Rain rain go away!

The entire EAPL was abandoned on Saturday with only a couple of games having significant game time. The Rams only made it is a far as the toss which they lost; and a temporary removal of the covers before their home game against Great Witchingham was abandoned.

The second team travelled to Waresley, where the Rams were bidding for a ninth successive win (in completed games) against the side rock bottom of Whiting’s Two. With great credit to both sides, and the home side in particular a reduced over game was agreed and a T20 format was adopted.

The home side lost the toss and were inserted by the Rams. Openers Angus Flint (27 from 31 balls) and Jamie Fensome (20 from 19) were making decent progress and reached forty-one without loss from the five overs. Sean Ward (1-21) struck to have Fensome caught by Ben Benson in a tight sixth over that yielded just one run. Bailey (1-25) then had Ben Irish caught by Matthew Hague in the very next over. Hague (1-14 from four overs) himself then bowled Will Paul in the next over to leave the home side forty-eight for three from eight overs. If the home side had ‘won’ the first five overs then the Rams were clear winners of the next three, that mini session yielding three wickets for just seven runs! The home side attempted to rebuild, with Flint and Robert Lowin and they added thirty-four runs although the Rams with Raven and Hague in tandem kept a strong grip on the scoring rate. Raven (2-21 from four) then struck twice in three balls in the fifteenth over to remove both Lowin (17 from 26) and Flint. The home side were on eighty-three for five off fifteen overs. Laurence Frederick (13 from 12) and Tom Cashman then attempted to inject some urgency before the former was bowled by Sawston skipper Ant Phillips with the score on ninety-eight in the eighteenth. The home skipper Ben Evans then tried to move the score on scoring a positive sixteen from just ten balls, before he was also bowled by his Rams counterpart Phillips (2-18). Tom Johnson and Cashman then got the home side to 121 for seven in their twenty overs.
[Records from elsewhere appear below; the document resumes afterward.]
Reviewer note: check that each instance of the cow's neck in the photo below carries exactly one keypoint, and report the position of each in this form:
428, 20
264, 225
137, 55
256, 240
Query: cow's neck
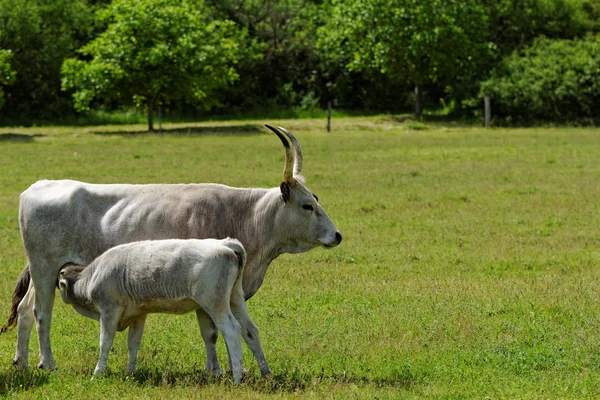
251, 220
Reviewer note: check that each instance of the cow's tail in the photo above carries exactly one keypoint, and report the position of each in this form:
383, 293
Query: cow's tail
18, 294
239, 251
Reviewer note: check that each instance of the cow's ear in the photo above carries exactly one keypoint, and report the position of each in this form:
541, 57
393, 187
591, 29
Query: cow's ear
286, 191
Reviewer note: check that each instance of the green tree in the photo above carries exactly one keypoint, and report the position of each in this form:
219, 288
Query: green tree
7, 75
40, 34
417, 41
553, 79
154, 52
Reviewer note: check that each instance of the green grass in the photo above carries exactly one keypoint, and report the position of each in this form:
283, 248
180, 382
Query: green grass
469, 266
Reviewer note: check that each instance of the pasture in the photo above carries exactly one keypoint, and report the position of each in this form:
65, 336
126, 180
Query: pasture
469, 266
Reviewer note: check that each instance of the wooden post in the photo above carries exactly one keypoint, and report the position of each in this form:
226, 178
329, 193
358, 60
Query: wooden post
159, 121
488, 111
328, 116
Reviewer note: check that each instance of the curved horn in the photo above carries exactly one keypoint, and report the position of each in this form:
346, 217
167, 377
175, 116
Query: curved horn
287, 170
297, 151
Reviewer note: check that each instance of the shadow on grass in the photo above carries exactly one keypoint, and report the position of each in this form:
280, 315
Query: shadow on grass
225, 130
12, 381
287, 381
18, 137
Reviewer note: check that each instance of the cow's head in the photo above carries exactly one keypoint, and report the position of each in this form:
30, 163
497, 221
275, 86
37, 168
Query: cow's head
302, 222
67, 277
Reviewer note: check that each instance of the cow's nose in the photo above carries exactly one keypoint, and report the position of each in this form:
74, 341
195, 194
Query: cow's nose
338, 237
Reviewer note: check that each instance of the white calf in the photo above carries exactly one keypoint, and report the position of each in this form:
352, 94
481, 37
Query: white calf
175, 276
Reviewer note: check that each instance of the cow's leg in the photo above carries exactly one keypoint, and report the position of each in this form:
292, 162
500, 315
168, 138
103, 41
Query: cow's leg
109, 320
42, 310
249, 329
25, 322
209, 335
230, 328
134, 339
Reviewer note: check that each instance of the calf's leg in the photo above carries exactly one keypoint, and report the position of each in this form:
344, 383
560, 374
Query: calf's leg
25, 322
230, 328
249, 329
109, 320
209, 335
42, 310
134, 339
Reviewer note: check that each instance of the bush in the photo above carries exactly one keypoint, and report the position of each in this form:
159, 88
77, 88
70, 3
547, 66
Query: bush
552, 80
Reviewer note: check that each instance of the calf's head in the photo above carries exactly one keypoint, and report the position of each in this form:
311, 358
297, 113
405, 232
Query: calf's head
301, 222
67, 277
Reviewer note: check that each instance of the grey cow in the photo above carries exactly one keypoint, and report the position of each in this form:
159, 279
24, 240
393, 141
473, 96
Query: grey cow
175, 276
69, 222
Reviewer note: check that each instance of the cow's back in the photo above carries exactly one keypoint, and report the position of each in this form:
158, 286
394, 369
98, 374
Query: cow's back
70, 221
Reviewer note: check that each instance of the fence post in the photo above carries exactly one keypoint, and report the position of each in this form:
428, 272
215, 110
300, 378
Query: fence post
328, 116
159, 121
488, 111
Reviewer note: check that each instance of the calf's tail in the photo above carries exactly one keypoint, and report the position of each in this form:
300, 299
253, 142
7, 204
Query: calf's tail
18, 294
239, 251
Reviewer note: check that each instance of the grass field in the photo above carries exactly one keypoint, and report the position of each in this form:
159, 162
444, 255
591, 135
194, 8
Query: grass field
469, 266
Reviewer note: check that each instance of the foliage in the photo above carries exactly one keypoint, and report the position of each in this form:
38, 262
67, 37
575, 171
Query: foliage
7, 75
552, 80
41, 34
514, 25
468, 270
408, 40
153, 52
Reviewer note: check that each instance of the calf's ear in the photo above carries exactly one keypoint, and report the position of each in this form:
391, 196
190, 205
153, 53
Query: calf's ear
286, 191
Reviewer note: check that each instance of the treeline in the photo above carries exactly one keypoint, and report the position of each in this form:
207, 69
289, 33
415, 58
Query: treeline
537, 59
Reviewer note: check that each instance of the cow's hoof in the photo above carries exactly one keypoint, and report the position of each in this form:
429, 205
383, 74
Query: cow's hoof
20, 365
51, 367
214, 371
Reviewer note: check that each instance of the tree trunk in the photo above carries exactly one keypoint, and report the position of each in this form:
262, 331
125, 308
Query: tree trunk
150, 116
418, 100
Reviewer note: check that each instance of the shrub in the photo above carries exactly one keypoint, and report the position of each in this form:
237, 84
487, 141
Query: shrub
552, 80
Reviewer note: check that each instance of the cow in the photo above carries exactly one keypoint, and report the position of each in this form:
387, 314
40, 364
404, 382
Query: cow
175, 276
68, 222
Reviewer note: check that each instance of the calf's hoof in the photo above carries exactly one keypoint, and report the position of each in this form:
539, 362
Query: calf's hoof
266, 374
47, 367
20, 364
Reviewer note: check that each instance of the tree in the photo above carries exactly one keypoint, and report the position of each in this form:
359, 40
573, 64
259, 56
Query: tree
151, 53
553, 79
7, 75
40, 34
418, 41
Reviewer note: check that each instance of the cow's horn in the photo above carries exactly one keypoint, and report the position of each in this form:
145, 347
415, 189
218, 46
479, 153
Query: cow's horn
287, 170
297, 152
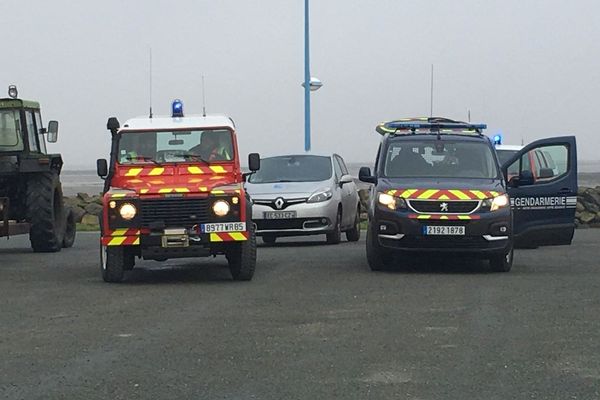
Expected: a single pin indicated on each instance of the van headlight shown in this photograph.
(320, 195)
(497, 202)
(221, 208)
(127, 211)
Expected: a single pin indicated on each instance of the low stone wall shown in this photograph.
(586, 216)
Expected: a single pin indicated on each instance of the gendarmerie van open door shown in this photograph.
(544, 194)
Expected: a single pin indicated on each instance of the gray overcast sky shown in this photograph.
(529, 69)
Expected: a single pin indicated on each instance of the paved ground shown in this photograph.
(314, 323)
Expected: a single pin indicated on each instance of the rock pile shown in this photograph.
(87, 208)
(588, 207)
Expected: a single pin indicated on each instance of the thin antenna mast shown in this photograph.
(203, 98)
(150, 73)
(431, 94)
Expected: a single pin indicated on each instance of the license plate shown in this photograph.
(223, 227)
(444, 230)
(280, 214)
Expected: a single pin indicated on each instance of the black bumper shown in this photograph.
(486, 234)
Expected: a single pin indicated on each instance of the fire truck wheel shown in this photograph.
(70, 229)
(242, 257)
(112, 262)
(45, 212)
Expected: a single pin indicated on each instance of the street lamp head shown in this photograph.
(315, 84)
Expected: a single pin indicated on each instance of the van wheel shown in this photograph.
(353, 235)
(377, 257)
(335, 236)
(112, 263)
(502, 263)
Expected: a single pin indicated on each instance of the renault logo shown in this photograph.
(279, 202)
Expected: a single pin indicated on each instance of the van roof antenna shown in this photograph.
(150, 78)
(203, 98)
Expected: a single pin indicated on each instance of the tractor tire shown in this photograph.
(353, 235)
(70, 229)
(112, 263)
(242, 257)
(45, 212)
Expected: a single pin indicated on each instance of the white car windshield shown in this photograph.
(293, 169)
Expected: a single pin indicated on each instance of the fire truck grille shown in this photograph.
(173, 213)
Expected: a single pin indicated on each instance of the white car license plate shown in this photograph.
(280, 214)
(223, 227)
(444, 230)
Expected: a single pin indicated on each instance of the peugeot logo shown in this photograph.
(279, 202)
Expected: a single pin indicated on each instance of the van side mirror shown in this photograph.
(113, 124)
(52, 132)
(364, 175)
(102, 168)
(253, 162)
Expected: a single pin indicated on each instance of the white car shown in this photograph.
(296, 195)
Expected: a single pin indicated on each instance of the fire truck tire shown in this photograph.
(242, 257)
(353, 234)
(503, 262)
(70, 229)
(377, 257)
(112, 263)
(45, 212)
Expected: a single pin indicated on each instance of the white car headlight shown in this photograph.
(221, 208)
(499, 202)
(127, 211)
(320, 195)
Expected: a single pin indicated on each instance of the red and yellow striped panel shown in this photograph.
(444, 217)
(229, 236)
(443, 194)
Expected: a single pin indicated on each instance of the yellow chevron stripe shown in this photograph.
(237, 236)
(407, 193)
(156, 171)
(215, 238)
(133, 171)
(460, 194)
(117, 241)
(218, 169)
(195, 170)
(427, 194)
(479, 194)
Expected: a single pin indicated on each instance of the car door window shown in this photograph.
(31, 132)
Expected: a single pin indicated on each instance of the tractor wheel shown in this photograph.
(45, 212)
(70, 229)
(242, 257)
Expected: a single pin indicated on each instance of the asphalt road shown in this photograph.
(314, 323)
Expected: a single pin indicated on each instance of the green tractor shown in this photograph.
(31, 199)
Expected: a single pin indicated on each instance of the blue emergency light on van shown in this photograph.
(177, 108)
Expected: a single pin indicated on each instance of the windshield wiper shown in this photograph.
(193, 157)
(143, 158)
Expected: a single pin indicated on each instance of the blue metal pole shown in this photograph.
(306, 80)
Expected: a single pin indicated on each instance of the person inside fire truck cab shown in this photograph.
(211, 147)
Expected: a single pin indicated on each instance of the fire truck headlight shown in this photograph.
(127, 211)
(221, 208)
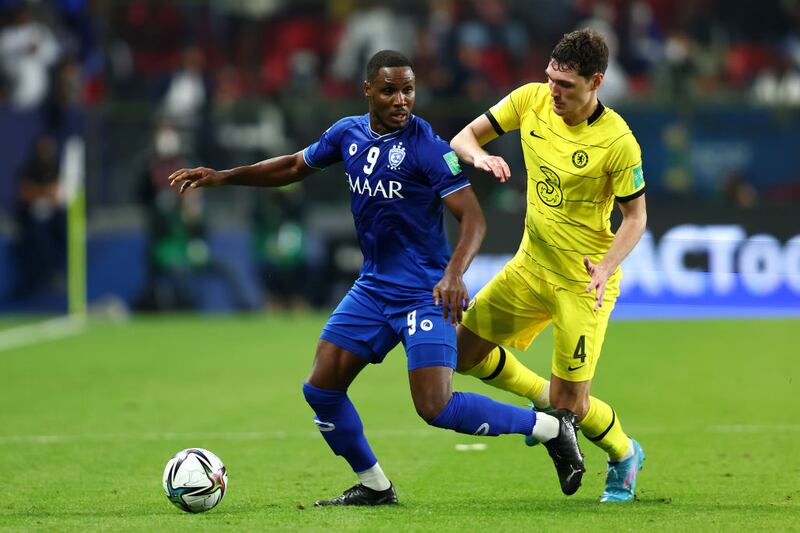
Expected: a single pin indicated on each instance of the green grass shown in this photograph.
(88, 422)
The Rams needed 122 from 120 balls and despite losing Bailey bowled by Cashman (1-21from four) they set off at a gallop. Hague taking twenty-two off an over raced to 29 (off just 14 balls) taking the score to thirty-nine before he was bowled by Lowin (1-30) on the last ball of the fourth over. There was a slight respite before Ben Benson took fifteen off a Lewin over. The Rams were racing home at ninety-six for two off just sixty-six balls. Frederick then halted progress when he had Christy O’Brien (27 from 20) caught. But the damage had been done as he and Benson had added fifty-eight in just forty-four balls. Frederick (2-14) repeated Raven’s feat with two wickets in an over as he dismissed Matt Worsdale to leave the Rams on 100 for four.
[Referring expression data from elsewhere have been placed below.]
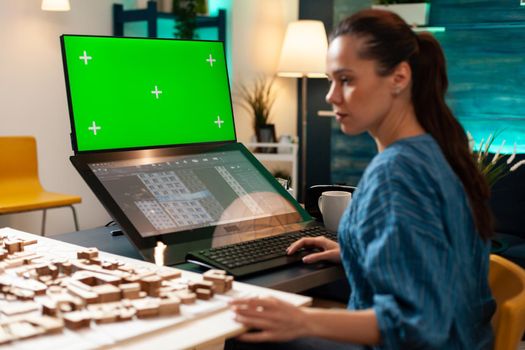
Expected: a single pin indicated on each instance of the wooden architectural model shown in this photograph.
(41, 295)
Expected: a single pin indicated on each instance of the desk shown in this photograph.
(200, 324)
(293, 279)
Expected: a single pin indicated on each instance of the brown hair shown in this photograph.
(390, 41)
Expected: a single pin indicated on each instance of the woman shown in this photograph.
(414, 241)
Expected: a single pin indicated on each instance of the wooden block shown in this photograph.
(101, 316)
(130, 290)
(126, 314)
(42, 270)
(53, 271)
(3, 254)
(169, 306)
(23, 294)
(51, 325)
(66, 268)
(88, 253)
(203, 294)
(49, 308)
(107, 293)
(215, 272)
(76, 320)
(24, 330)
(11, 309)
(186, 297)
(146, 307)
(5, 337)
(83, 291)
(13, 246)
(193, 286)
(29, 242)
(169, 274)
(151, 285)
(12, 263)
(95, 261)
(229, 283)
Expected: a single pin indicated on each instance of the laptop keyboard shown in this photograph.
(258, 255)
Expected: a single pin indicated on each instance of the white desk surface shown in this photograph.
(208, 322)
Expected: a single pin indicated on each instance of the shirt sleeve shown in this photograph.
(408, 263)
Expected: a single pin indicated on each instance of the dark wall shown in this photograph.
(319, 128)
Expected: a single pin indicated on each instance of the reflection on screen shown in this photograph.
(177, 193)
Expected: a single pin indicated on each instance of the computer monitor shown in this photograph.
(190, 197)
(135, 93)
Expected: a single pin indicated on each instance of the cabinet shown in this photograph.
(151, 15)
(288, 154)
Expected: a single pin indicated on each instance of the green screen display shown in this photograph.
(139, 93)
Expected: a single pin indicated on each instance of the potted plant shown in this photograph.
(185, 14)
(414, 12)
(494, 168)
(258, 100)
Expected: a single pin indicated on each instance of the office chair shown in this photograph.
(507, 282)
(20, 188)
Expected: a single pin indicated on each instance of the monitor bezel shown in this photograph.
(146, 245)
(73, 137)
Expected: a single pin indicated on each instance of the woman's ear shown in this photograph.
(401, 78)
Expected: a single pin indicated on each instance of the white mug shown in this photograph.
(332, 205)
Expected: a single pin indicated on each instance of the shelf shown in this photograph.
(150, 15)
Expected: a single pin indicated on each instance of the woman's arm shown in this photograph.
(277, 320)
(358, 327)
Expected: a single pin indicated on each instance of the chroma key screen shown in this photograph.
(139, 93)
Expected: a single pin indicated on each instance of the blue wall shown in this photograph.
(484, 45)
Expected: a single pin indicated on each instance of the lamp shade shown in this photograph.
(304, 50)
(56, 5)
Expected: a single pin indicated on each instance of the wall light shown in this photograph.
(55, 5)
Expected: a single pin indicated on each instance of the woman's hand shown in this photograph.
(329, 249)
(276, 320)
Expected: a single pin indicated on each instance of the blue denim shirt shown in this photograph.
(411, 252)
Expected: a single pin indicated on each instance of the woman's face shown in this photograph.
(360, 97)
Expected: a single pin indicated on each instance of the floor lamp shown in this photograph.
(303, 55)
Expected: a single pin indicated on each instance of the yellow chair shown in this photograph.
(507, 281)
(20, 188)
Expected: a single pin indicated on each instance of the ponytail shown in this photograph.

The Rams had eight overs to knock off the required twenty-two but used only two more as Benson (52 not out from 40) and Phillips (9 not out from 6) got the Rams home for a six- wicket win. Last week the Rams lost out as their title rivals both won as they suffered weather frustration. There was a bit of evening up as both Burwell and Exning, and Saffron Walden were rained off this week. This leaves the Rams top of the pile by thirty-three points from Burwell, although they have a game in hand, with Walden a further eleven points adrift having played the same number of games as the Rams. In what is developing into a three-horse race the Rams still have to play both Burwell and Walden. Significantly however, the two chasing teams also play each other in the final game of the season! In the division’s batting statistics Hague is top and O’Brien is fourth with Marc Pearson and Will Bailey just outside the top ten. Raven is third in the wicket-taking stats with Bailey tenth.

The thirds travelled into the hills to Great Chishill hoping, in vain, to avoid a bit of relief rainfall. They too agreed to a reduced over game with the sides agreeing a twenty-five over contest. The home side won the toss and asked the visitors to bat. The Rams skipper would have been reasonably happy to see his side scoring at better than a run a ball when the game was abandoned with the Rams on a promising 126 for 5. Matthew Day continuing his decent run was forty-four not out. Sean Jenkins (26), Oliver Borley (16) and Niall Barber (11) all got starts. The skipper himself was on 17 not out when the contest was stopped with thirty-two balls left. Lucas Ling (2-23), Tom Duncan (1-41), Oliver Brunt (1-28) and Alastair Cockerton (1-16) picking up the wickets. The fourth team frustratingly, at least on Friday night, won when the opposition defaulted. The Rams even offering to lend the opposition a few players just to get the game on.